Así, los casos de éxito suelen ser fruto más de esfuerzos individuales que de políticas coordinadas. Esteban Carmuega, titular del Centro de Estudios sobre Nutrición Infantil (CESNI), es uno de los más entusiastas promotores locales en este terreno. “Para enseñar a comer es necesario que la escuela juegue un papel central, que la industria sea responsable y acompañe con alimentos más saludables”, reflexiona. Y añade: “Hemos puesto la nutrición escolar en segundo plano durante años. Hay que re-jerarquizarla con nuevos objetivos”. El CESNI, junto con la fundación Bunge y Born, ha editado las guías prácticas “Enseñar a comer”, en el marco del proyecto “Nutrición en la escuela” que se implementó en 10 establecimientos de Lomas de Zamora y alcanzó a unos 3700 alumnos.
Se trata de casos ejemplificadores, aunque aislados. Donde sí parece haber un compromiso más amplio y sostenido con el tema es en Brasil, cuyo Programa Nacional de Alimentación Escolar (PNAE) dejó atrás sus originales fines asistencialistas y hoy llega a 45 millones de estudiantes con diversas propuestas, incluyendo acciones de educación nutricional. Una materia que lamentablemente, al menos por ahora, la escuela argentina se lleva a marzo.

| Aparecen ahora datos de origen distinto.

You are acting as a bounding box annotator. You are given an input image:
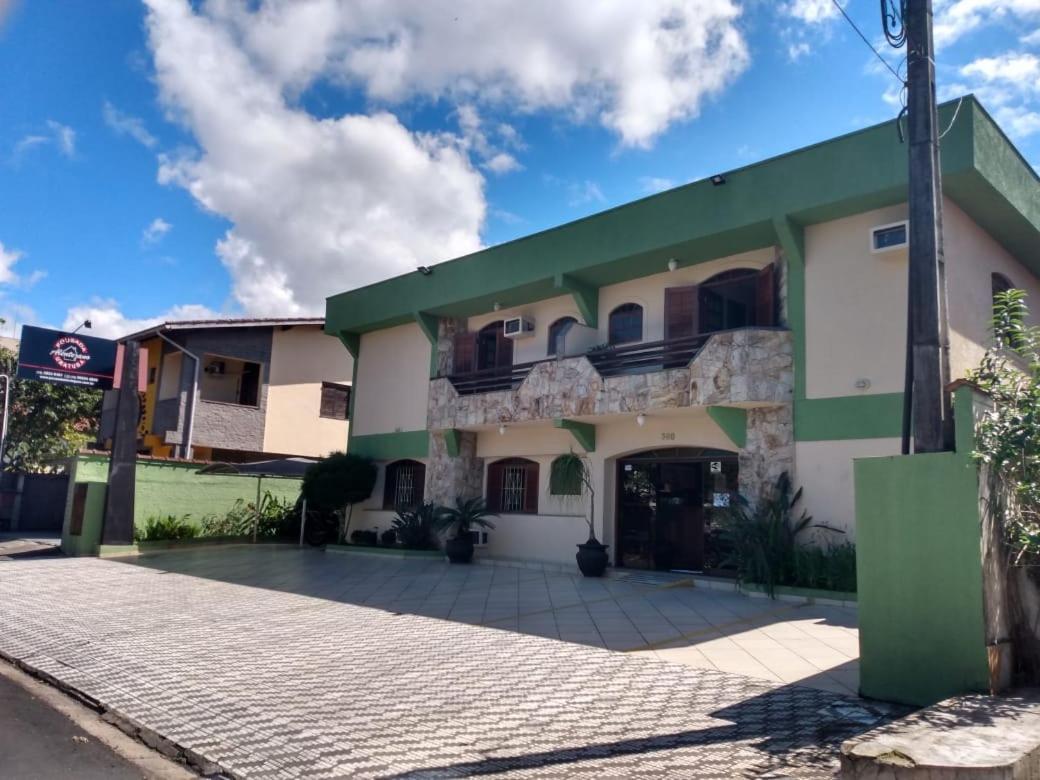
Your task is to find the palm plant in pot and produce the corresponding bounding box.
[549,452,608,577]
[436,497,498,564]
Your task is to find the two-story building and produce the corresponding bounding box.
[101,317,354,462]
[326,97,1040,569]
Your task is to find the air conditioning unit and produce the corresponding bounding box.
[502,317,535,339]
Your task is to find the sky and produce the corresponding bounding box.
[0,0,1040,336]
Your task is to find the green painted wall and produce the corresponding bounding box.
[855,389,989,705]
[61,483,107,555]
[348,431,430,461]
[75,456,301,527]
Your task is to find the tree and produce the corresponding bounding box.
[0,347,102,471]
[301,452,376,537]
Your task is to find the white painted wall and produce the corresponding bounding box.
[263,326,354,458]
[794,439,900,544]
[943,200,1040,379]
[467,246,776,363]
[353,323,431,436]
[805,199,1040,398]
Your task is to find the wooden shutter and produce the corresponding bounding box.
[488,329,513,368]
[523,463,538,515]
[485,461,502,512]
[755,263,777,326]
[383,462,397,510]
[665,284,700,341]
[451,333,476,373]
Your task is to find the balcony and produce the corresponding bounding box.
[427,328,794,430]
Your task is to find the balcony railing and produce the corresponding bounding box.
[448,333,712,395]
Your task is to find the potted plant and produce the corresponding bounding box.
[549,452,608,577]
[437,497,497,564]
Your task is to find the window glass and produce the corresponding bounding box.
[546,317,577,355]
[608,304,643,344]
[318,382,350,420]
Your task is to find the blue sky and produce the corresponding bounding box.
[0,0,1040,335]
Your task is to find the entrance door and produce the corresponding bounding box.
[617,449,736,571]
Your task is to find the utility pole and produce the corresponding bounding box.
[902,0,952,452]
[101,341,140,545]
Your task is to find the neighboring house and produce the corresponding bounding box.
[326,97,1040,569]
[101,317,354,462]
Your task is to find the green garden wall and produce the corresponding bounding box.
[61,456,301,555]
[854,388,989,706]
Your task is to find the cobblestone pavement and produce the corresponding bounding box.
[130,547,859,696]
[0,550,894,778]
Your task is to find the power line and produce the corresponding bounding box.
[831,0,906,84]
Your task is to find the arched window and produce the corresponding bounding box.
[607,304,643,344]
[383,461,426,510]
[989,272,1015,301]
[545,317,577,355]
[486,458,538,515]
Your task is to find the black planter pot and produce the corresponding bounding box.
[574,539,607,577]
[444,534,473,564]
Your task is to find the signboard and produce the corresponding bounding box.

KIOSCOS (NO TAN) SALUDABLES
Bajo el paraguas de una ley nacional, en línea con una medida que vienen adoptando diferentes distritos y a tono con una tendencia mundial, la ciudad entrerriana de Paraná acaba de promulgar una ordenanza que propicia la instalación de kioscos saludables en escuelas públicas. La norma indica que deben ofrecerse “alimentos sanos y saludables”, acompañados de folletería y “charlas informativas a cargo de expertos”. Si bien hay consenso sobre lo auspicioso de estas iniciativas, una de las objeciones pasa por los criterios usados para identificar aquellos alimentos supuestamente beneficiosos. Soledad Barruti, autora del libro Malcomidos: cómo la industria alimentaria argentina nos está matando, advierte, por ejemplo, que las versiones industriales de las barritas de cereales —promovidas como sustituto de chocolates o alfajores— suelen ser menos nutritivas de lo que promete el marketing construido alrededor de ellas.